If you use search:search you may have a performance problem with highlighting. 
We've seen this happen with large text files where MarkLogic could find 
matching documents really fast but creating the highlight was really slow. This 
is because it takes time to find the the actual matching text within a large 
amount of text. We tried changing several indexing options but nothing really 
had any effect with the highlighting step. Our solution was to just add 
structure to any large text files. By converting them to xml and replacing line 
breaks with <p> the highighting was very faster.

I think that what happens is that MarkLogic indexes the exact values, the 
words, and word positions (depending on your DB settings), so queries run fast 
as long you don't ever have to actually retrieve the entire value of the large 
text element. For highlighting, the entire actual value is retrieve then parsed 
to find where in that value the match is and that can take some time. I would 
expect that if your XPath or cts:queries have to be filtered that you would 
have a performance problem there, too, because the filtering step will need to 
open the doc and confirm that the candidate document does indeed match the 
query which may involved parsing through that large text field.

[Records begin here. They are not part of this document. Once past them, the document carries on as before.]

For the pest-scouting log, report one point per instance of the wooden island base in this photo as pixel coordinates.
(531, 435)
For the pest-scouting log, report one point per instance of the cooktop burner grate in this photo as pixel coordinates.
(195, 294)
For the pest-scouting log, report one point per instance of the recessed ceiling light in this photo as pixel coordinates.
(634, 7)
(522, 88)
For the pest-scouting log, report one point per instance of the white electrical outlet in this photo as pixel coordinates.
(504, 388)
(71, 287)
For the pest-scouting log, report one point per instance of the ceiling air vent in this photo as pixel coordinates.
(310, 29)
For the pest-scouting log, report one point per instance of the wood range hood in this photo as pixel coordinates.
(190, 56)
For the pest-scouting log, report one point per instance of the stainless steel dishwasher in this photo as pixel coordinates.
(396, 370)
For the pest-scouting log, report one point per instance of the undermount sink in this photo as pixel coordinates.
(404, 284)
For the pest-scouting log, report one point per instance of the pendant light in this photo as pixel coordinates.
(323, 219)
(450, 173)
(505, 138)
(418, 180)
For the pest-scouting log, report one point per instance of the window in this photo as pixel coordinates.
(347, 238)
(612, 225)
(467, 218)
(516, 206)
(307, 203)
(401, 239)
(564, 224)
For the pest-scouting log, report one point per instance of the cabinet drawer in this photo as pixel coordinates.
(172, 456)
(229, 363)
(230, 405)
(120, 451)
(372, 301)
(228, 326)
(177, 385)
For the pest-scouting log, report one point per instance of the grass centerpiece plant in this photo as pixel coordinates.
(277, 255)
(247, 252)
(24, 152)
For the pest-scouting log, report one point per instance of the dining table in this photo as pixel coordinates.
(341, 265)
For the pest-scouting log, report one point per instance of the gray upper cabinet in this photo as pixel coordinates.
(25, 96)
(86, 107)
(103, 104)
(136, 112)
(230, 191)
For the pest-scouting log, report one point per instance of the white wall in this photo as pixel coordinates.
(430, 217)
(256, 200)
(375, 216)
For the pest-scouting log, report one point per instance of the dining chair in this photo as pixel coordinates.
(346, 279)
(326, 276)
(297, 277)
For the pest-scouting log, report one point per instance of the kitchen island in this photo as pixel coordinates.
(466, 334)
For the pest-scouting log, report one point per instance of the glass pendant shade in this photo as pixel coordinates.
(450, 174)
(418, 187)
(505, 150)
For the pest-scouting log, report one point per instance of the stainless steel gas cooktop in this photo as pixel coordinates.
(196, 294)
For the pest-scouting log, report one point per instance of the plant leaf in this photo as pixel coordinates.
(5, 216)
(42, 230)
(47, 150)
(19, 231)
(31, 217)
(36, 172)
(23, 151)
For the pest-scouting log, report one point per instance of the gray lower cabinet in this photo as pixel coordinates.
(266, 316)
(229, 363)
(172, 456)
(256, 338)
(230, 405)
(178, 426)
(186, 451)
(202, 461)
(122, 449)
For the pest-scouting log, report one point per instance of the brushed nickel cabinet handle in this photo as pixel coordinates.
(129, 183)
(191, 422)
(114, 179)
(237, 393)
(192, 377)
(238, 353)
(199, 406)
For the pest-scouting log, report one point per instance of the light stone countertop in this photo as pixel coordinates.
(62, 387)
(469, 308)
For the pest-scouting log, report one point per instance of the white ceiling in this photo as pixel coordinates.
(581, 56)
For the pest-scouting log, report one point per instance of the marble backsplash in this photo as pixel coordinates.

But with 
structure added, the element values to retrieve are much smaller (whatever s 
between the <p> tags) so highlighting and filtering is much faster.

So I would add structure for sentences perhaps and not have it be one large 
text value. But test it out and see what you find.

-Ryan

To: general@developer.marklogic.com
From: abhishek5...@tcs.com
Date: Tue, 14 Jun 2011 16:43:48 +0530
Subject: Re: [MarkLogic Dev General] Marklogic database fields  over    large   
text



Thanks Geert ! I also expect Field will
share the indexing which is already there for database configuration. 

Regards

Abhishek Srivastav

Systems Engineer

Tata Consultancy Services

Cell:- +91-9883389968

Mailto: abhishek5...@tcs.com

Website: http://www.tcs.com

____________________________________________

Experience certainty.        IT Services

                
       Business Solutions

                
       Outsourcing

____________________________________________








From:
Geert Josten <geert.jos...@daidalos.nl>

To:
General MarkLogic Developer Discussion
<general@developer.marklogic.com>

Date:
06/14/2011 04:10 PM

Subject:
Re: [MarkLogic Dev General] Marklogic
database fields over        large    
   text

Sent by:
general-boun...@developer.marklogic.com








Hi Abhishek,

 

Right, database fields. I
overlooked that bit in my previous reply. But most still stands. The 
documentation
(http://docs.marklogic.com/4.2doc/docapp.xqy#display.xqy?fname=http://pubs/4.2doc/xml/admin/fields.xml&query=database+field)
states that field-query are similar to word-query, but constrained to specific
elements. The word index is not an option, it is always there. I thought
that element context is already available as well, so I would expect fields
to reuse available index information for the most part.

 

On the other hand, if your
three elements already make up the major part of your documents, why use
fields at all? Is it to explicitly exclude information in other elements?
I don’t think using a field will give much performance improvement.

 

As always however, the best
way to know is to measure. Gajanan summarizes good alternatives. If performance
is that important, then I recommend to simply compare the performance of
all of them.. ;-)

 

Kind regards,

Geert

 

Van: general-boun...@developer.marklogic.com
[mailto:general-boun...@developer.marklogic.com]
Namens Abhishek53 S

Verzonden: dinsdag 14 juni 2011 12:14

Aan: General MarkLogic Developer Discussion

Onderwerp: Re: [MarkLogic Dev General] Marklogic database fields over
large text

 



Thanks Geert ! Somewhat you are in the right track to my questions. Over
my database say some indexing options are already enabled. The same I need
to redo over the field .Is it not duplicate index size increase?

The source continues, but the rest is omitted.